# Lake Chemung Outing-Offical Thread



## jigmanII (Feb 3, 2003)

Duck-Hunter said:


> TTT
> 
> Also for bait. I would recommend Midwest. They are the closest bait shop that I know of and the only place I go for bait.
> 
> ...


Actually the closest place for minnows, pike minnows and waxies is 
Grand Lake Party Shoppe
861 E.Grandriver
Howell 48843 (517)548-2360
Opens 9:00 am weekends and !0:00 am weekdays
Near bowling alley downtown, I like the fact I can get bait at 9:00pm
New owners could use the business but I am sure most of you will have plenty of bait in advance.


----------



## Duck-Hunter (Mar 31, 2005)

Walleye i can snag one or two from work.

I still give Midwest all of my business for bait and other fishing needs. Great guys.


----------



## SPITFIRE (Feb 10, 2005)

SPITFIRE said:


> darn I have to work one weekend a month and guess which one it is . I can still meet at the launch for the M & G but not to fish this time. Hope it turns out to be an awsome day and catch for ya.
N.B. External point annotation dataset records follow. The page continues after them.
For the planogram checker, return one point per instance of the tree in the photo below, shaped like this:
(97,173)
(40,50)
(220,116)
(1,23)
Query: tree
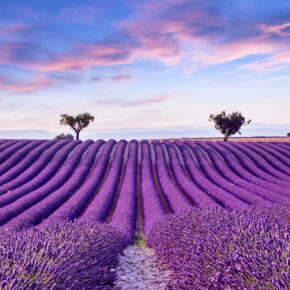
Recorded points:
(228,124)
(64,136)
(77,123)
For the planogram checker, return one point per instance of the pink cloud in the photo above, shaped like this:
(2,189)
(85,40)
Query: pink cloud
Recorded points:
(27,86)
(280,30)
(79,14)
(121,78)
(89,55)
(124,103)
(151,100)
(275,62)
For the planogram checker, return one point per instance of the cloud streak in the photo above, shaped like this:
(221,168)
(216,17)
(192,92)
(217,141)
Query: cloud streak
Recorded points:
(14,87)
(126,103)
looks like work schedule might be changing and most likely will be making this one :woohoo1:A couple pounds of walleye and gills will be donated to the fry DH if you need it.


----------



## SPITFIRE (Feb 10, 2005)

Also I have the stuff needed for frying if you want to make things go a little faster .


----------



## fasthunter (Sep 15, 2006)

SPITFIRE said:


> looks like work schedule might be changing and most likely will be making this one :woohoo1:A couple pounds of walleye and gills will be donated to the fry DH if you need it.


 Cool glad you can make it man!!


----------



## InTheRiver (May 15, 2006)

Should be able to make it out, not heading north anymore.


----------



## srconnell22 (Aug 27, 2007)

SPITFIRE said:


> looks like work schedule might be changing and most likely will be making this one :woohoo1:A couple pounds of walleye and gills will be donated to the fry DH if you need it.
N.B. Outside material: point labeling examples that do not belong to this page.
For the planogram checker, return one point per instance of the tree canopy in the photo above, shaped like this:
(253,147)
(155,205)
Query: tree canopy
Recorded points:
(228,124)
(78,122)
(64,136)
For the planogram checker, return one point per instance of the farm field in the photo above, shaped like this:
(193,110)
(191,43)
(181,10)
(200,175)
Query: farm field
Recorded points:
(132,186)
I still have to bring you back your scope caps! They are in my truck still. I will bring them to this outing if your going to be there...


----------



## deputy865 (Feb 7, 2004)

Im gonna win this one. I have to!:evil:

Shane


----------



## zx10r2004 (Sep 24, 2005)

deputy865 said:


> Im gonna win this one. I have to!:evil:
> 
> Shane


dont make me bring my son out there again. (5 years old and caught a 10"1/2 blue gill. you have no chance.:lol:







[/IMG]


----------



## SPITFIRE (Feb 10, 2005)

srconnell22 said:


> I still have to bring you back your scope caps! They are in my truck still. I will bring them to this outing if your going to be there...


looks like i will make it but if something comes up and cant just drop them in my mail box bro.


----------



## SPITFIRE (Feb 10, 2005)

deputy865 said:


> Im gonna win this one. I have to!:evil:
> 
> Shane


hope the trophy is a 100 lb lead anchor :evilsmile
just kidding, win or lose I will be having a good time. If I have to much fun, just scoop me off the ice muhahahahah!!!!


----------



## Duck-Hunter (Mar 31, 2005)

SPITFIRE said:


> looks like work schedule might be changing and most likely will be making this one :woohoo1:A couple pounds of walleye and gills will be donated to the fry DH if you need it.


Sounds good. I will be bringin some gills and crappie. Also possibly some perch.


----------



## casscityalum (Aug 27, 2007)

hows the ice looking over there? Got my shanty down for a couple weeks and thinking of trying the lake before the 1st..


----------



## Sportman1225 (Feb 9, 2007)

I was out there this past Saturday and the ice was a solid 10", but I don't know what the rain we got on Sunday did to it.


----------



## SPITFIRE (Feb 10, 2005)

there will be around 12" by the weekend if it stays cold if theres 10" now.
might be time for me to break out the gas auger soon.


----------



## SPITFIRE (Feb 10, 2005)

On another note I hope the weather stays good for the outing and no heavy winds.


----------



## Duck-Hunter (Mar 31, 2005)

I haven't been to chemung in over a week. I was planning on headin over there but the truck decided not to start. every lake I have been on in the past couple days has been around 9-11". Hope I get my gas auger back real soon. also going to be riggin up the wheeler within the next couple days.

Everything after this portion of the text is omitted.